In truth, there are no easy answers, as illustrated perfectly by Hannibal. Comparing Dexter to Hannibal is unfair – it’s like comparing chocolate box paintings to Picasso – but the fact that both are named after a villainous character and offer different spins on the same moral problem is significant. Most of the first series of the latter led the viewer down a garden path to a frightening revelation: we didn’t like the main character as much as we thought we did. For Dexter it took eight years to accomplish this feat, for Hannibal, eight episodes. We know, as we should, that Hannibal is a truly frightening character: a serial killer and cannibal who laughs at the law. Yet his personality is magnetic, the advice and help he doles out to the other main characters useful and necessary, and he’s just so damn charming that you can’t help but forgive him for turning rude people into Veal cutlets. It’s only in the very last episode, where we see that Hannibal Lecter has been playing a long game with the goal of putting Will Graham in prison. We thought they were friends. We thought that Hannibal was a neutral force. But when he sees Graham in shackles and a fetching orange jumpsuit, he smiles. And we realize, in that moment, that Hannibal has never been anything but a malevolent force, we perceive the fine line between good, neutrality and evil. We recognise evil in its banality.

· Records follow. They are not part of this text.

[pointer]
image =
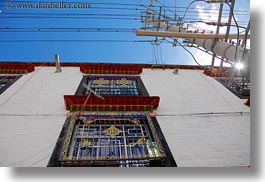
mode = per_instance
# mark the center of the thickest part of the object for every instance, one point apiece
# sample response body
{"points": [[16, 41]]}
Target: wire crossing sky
{"points": [[102, 31]]}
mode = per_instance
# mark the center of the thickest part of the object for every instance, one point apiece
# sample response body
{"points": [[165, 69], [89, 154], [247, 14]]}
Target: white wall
{"points": [[32, 113]]}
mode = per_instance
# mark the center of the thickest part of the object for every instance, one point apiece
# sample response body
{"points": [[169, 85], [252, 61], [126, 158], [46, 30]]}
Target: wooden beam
{"points": [[188, 35]]}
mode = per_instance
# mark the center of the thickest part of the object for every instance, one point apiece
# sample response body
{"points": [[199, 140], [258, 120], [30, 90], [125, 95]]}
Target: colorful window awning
{"points": [[112, 103], [111, 69]]}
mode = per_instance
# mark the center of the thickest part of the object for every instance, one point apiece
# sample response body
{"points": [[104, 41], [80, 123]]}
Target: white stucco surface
{"points": [[200, 119]]}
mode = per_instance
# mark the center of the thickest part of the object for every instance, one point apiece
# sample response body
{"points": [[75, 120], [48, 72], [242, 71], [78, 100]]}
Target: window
{"points": [[125, 140], [6, 81]]}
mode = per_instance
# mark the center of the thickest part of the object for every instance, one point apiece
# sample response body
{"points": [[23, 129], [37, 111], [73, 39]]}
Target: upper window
{"points": [[6, 81]]}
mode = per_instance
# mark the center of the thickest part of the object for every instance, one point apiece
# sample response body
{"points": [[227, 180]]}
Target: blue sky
{"points": [[77, 51]]}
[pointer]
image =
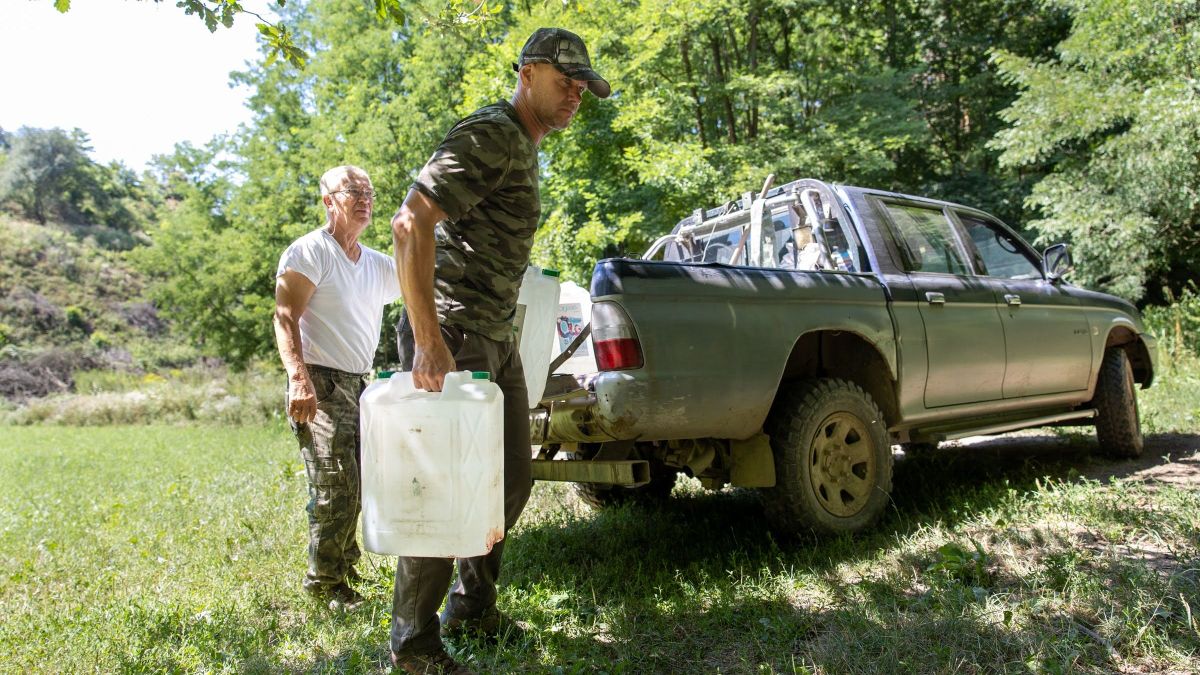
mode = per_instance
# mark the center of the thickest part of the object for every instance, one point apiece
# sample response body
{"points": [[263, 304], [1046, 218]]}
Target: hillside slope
{"points": [[67, 304]]}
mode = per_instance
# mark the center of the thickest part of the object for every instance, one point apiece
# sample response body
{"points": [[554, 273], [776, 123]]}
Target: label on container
{"points": [[568, 327]]}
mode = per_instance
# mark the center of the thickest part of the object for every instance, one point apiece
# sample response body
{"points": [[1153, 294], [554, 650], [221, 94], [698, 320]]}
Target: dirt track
{"points": [[1168, 458]]}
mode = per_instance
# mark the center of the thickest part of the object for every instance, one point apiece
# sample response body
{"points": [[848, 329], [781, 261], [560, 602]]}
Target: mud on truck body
{"points": [[786, 340]]}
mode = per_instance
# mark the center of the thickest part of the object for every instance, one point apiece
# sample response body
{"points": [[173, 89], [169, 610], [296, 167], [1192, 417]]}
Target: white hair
{"points": [[334, 178]]}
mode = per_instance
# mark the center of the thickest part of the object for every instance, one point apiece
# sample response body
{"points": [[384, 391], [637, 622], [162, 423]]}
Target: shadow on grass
{"points": [[702, 584]]}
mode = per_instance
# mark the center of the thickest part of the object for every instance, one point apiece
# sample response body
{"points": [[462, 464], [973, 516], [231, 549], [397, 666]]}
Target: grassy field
{"points": [[180, 549]]}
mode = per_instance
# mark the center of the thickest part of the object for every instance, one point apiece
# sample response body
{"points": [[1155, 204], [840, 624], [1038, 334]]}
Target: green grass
{"points": [[181, 549]]}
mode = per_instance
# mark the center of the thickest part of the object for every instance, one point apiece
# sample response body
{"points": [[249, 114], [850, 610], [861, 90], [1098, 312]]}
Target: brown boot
{"points": [[433, 663], [493, 626]]}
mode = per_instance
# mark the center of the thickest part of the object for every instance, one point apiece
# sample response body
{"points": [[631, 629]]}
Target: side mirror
{"points": [[1056, 262]]}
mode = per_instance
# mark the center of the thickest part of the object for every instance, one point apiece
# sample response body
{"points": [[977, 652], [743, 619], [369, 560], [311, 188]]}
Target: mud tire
{"points": [[833, 459], [1117, 428]]}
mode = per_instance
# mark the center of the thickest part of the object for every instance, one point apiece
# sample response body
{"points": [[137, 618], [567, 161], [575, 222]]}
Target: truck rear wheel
{"points": [[1116, 404], [833, 459]]}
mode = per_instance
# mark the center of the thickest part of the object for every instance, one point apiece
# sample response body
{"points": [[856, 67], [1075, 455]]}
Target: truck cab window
{"points": [[928, 238], [1000, 254]]}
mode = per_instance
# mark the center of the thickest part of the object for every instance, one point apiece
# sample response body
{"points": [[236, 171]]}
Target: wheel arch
{"points": [[847, 356], [1137, 350]]}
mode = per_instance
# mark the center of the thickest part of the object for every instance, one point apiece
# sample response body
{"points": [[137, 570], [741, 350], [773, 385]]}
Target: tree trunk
{"points": [[684, 49], [730, 121], [753, 48]]}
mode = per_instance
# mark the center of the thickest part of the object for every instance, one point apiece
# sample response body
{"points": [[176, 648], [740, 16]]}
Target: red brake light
{"points": [[615, 339]]}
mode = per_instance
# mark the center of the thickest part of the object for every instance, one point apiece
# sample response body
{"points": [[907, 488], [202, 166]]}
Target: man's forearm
{"points": [[415, 251], [287, 340]]}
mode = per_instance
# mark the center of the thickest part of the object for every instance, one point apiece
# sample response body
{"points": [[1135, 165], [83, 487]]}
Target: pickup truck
{"points": [[787, 340]]}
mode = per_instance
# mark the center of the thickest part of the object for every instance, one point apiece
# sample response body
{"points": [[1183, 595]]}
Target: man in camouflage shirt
{"points": [[462, 242]]}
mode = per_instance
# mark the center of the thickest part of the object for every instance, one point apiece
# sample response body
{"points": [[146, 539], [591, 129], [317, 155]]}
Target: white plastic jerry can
{"points": [[432, 466], [574, 312], [534, 327]]}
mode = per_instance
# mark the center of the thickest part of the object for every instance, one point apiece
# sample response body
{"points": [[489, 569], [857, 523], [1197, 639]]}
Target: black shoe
{"points": [[492, 626], [438, 662], [340, 597]]}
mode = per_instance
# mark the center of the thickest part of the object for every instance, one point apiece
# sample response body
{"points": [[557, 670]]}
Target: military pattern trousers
{"points": [[330, 448], [421, 583]]}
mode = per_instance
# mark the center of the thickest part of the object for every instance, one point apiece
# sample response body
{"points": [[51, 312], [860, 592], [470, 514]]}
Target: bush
{"points": [[196, 395], [1177, 324]]}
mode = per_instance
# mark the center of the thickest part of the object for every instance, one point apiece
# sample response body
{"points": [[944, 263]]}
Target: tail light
{"points": [[613, 338]]}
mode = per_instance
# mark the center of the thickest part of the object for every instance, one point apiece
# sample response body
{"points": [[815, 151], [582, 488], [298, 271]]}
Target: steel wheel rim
{"points": [[843, 465]]}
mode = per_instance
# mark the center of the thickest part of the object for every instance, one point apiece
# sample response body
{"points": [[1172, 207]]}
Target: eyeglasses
{"points": [[358, 193]]}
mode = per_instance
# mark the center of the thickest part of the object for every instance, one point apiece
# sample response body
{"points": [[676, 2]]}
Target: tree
{"points": [[1115, 120], [47, 174], [712, 96], [280, 40]]}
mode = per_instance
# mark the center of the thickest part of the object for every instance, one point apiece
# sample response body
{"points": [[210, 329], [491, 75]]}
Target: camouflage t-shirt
{"points": [[485, 178]]}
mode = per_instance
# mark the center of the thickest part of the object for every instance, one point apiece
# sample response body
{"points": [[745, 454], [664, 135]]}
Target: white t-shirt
{"points": [[341, 326]]}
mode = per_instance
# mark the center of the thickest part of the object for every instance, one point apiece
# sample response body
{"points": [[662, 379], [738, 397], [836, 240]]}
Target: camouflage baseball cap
{"points": [[565, 52]]}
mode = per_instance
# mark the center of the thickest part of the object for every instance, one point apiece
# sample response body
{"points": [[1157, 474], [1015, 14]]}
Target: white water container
{"points": [[534, 327], [432, 466], [574, 312]]}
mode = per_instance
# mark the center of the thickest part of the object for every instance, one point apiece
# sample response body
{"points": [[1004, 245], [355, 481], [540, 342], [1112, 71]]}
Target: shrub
{"points": [[196, 395]]}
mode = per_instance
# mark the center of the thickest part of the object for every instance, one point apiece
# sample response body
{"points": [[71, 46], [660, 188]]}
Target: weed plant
{"points": [[181, 549]]}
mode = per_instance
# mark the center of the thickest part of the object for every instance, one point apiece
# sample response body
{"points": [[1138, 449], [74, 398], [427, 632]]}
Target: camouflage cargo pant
{"points": [[421, 581], [330, 449]]}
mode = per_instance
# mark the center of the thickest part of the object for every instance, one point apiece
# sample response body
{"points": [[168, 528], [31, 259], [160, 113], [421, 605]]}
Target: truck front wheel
{"points": [[1116, 407], [833, 459]]}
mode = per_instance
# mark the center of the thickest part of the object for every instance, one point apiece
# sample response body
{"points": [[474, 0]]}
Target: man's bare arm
{"points": [[412, 232], [292, 294]]}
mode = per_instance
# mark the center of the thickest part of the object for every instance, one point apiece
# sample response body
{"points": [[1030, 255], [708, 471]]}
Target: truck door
{"points": [[964, 338], [1047, 336]]}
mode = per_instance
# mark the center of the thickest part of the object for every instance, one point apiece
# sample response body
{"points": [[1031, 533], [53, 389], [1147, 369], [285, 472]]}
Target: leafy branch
{"points": [[455, 15]]}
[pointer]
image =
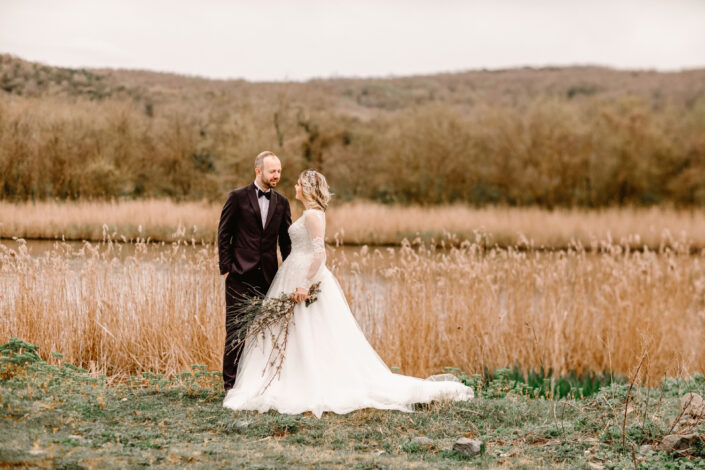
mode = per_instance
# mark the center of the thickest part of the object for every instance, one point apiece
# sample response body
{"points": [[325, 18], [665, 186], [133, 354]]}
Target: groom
{"points": [[253, 219]]}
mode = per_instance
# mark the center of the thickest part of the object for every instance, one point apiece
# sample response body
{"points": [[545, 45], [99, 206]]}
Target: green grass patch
{"points": [[62, 417]]}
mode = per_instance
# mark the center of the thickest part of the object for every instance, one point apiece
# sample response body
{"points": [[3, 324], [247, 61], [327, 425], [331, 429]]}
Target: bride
{"points": [[329, 365]]}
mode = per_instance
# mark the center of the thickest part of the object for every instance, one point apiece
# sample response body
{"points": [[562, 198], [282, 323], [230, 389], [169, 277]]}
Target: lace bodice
{"points": [[308, 250]]}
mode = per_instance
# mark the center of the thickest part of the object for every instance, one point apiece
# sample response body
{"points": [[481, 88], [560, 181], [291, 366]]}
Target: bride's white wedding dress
{"points": [[329, 365]]}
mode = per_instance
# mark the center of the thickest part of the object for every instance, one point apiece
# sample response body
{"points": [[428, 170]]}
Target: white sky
{"points": [[301, 39]]}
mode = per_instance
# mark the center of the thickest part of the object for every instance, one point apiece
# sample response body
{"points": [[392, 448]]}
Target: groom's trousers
{"points": [[237, 286]]}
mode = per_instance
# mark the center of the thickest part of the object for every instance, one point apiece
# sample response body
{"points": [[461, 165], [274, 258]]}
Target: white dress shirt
{"points": [[263, 204]]}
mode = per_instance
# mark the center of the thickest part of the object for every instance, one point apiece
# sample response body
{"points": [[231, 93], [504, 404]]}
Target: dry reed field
{"points": [[161, 308], [368, 223]]}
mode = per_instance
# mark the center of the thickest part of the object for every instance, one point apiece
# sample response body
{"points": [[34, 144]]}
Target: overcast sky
{"points": [[301, 39]]}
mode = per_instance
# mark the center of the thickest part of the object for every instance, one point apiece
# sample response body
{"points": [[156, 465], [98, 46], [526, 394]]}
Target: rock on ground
{"points": [[468, 447]]}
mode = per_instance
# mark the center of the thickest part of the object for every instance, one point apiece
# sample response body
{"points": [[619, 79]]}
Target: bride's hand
{"points": [[300, 294]]}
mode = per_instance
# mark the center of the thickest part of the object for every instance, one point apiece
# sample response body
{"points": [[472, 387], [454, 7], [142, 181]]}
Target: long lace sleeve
{"points": [[316, 229]]}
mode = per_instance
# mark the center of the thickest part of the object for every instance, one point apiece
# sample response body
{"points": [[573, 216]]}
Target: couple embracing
{"points": [[329, 364]]}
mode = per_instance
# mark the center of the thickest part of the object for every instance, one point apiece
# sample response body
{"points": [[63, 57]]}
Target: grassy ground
{"points": [[61, 417]]}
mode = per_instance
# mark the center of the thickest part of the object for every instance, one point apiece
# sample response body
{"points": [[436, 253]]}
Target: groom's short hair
{"points": [[259, 161]]}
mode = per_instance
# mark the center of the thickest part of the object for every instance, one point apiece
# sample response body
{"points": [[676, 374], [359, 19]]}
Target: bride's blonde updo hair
{"points": [[314, 189]]}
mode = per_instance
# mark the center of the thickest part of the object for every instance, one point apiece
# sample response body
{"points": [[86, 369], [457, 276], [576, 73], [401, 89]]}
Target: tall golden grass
{"points": [[161, 308], [564, 137], [366, 223]]}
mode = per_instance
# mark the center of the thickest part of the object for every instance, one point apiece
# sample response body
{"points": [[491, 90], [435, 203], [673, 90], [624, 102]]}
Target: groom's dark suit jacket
{"points": [[243, 245], [248, 253]]}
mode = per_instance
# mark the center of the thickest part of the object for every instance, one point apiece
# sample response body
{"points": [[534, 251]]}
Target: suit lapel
{"points": [[252, 196], [272, 206]]}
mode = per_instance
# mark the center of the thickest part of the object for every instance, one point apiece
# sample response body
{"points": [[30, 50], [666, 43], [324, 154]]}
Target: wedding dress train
{"points": [[329, 364]]}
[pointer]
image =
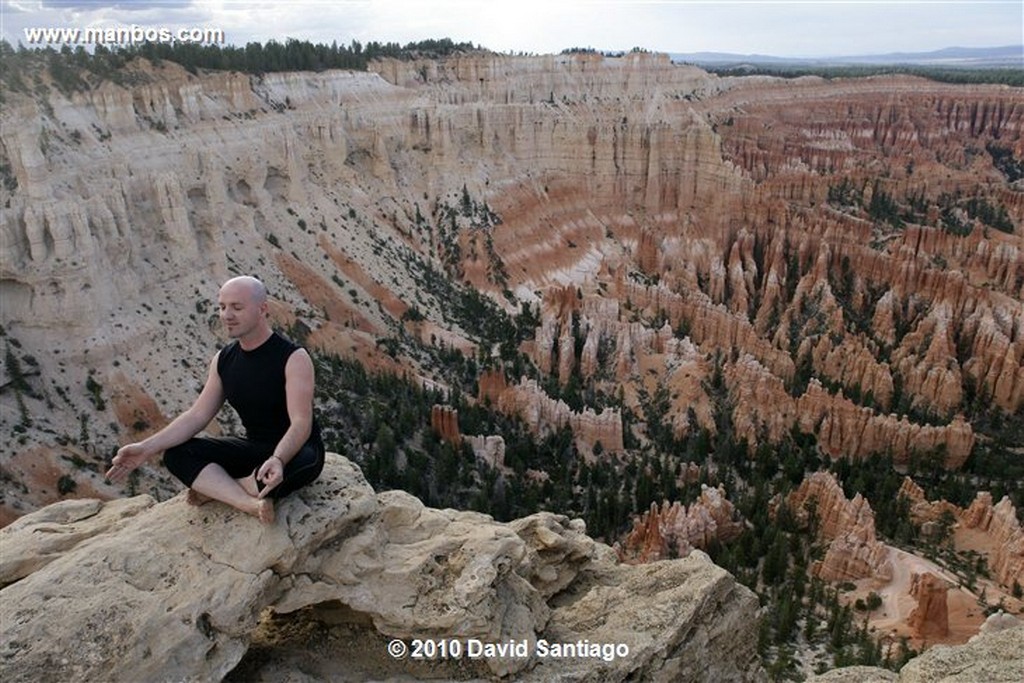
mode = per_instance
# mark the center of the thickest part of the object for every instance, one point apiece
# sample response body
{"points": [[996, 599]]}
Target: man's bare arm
{"points": [[299, 383], [180, 430]]}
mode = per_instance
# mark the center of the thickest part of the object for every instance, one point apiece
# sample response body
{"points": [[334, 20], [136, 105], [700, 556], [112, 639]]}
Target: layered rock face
{"points": [[993, 655], [815, 239], [931, 617], [84, 599], [1000, 524], [853, 552], [675, 529]]}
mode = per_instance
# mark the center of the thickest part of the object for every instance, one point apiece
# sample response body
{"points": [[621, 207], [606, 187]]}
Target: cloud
{"points": [[790, 28]]}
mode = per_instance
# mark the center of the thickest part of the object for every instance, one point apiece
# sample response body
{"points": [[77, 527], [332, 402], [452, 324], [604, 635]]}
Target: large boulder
{"points": [[135, 590]]}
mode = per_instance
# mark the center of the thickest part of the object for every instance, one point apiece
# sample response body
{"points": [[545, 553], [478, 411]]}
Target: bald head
{"points": [[244, 310], [248, 286]]}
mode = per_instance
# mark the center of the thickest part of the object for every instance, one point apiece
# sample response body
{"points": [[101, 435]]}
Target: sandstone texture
{"points": [[848, 525], [663, 223], [931, 617], [674, 529], [991, 656], [137, 590]]}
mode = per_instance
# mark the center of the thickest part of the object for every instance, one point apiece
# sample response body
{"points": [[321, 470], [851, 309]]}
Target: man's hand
{"points": [[270, 474], [128, 458]]}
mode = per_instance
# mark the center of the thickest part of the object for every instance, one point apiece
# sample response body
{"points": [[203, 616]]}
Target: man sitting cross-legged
{"points": [[269, 383]]}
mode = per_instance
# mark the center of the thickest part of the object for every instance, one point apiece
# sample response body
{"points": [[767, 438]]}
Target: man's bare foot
{"points": [[249, 484], [196, 499], [264, 511]]}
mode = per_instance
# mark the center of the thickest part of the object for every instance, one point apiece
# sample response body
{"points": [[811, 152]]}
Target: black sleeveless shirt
{"points": [[254, 385]]}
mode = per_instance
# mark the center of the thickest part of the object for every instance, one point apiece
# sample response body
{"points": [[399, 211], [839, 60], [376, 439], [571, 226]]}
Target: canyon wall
{"points": [[702, 225]]}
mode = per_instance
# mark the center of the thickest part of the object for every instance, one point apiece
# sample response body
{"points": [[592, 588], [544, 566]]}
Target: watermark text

What these cultural lodestones illustrate is an important point: there are no good people, only good actions. Or, to rephrase it, evil is not a thing that can be grasped. It is intangible. The Nazis were not the seething, gibbering maniacs we thought they were. They were men and women who couldn’t (as none of us can, in the end) perceive the subtlety of evil. Dexter Morgan, who could have served as the avatar of the neutral man, slipped into true evil almost as an afterthought. Hannibal Lecter, a man we would think of as cultured and, if not righteous, at least bound by some moral law, is revealed as a true monster. Evil as a thing is often so subtle we can’t see it and, all too often, as Nietzsche said, it is by fighting monsters that we become monsters ourselves.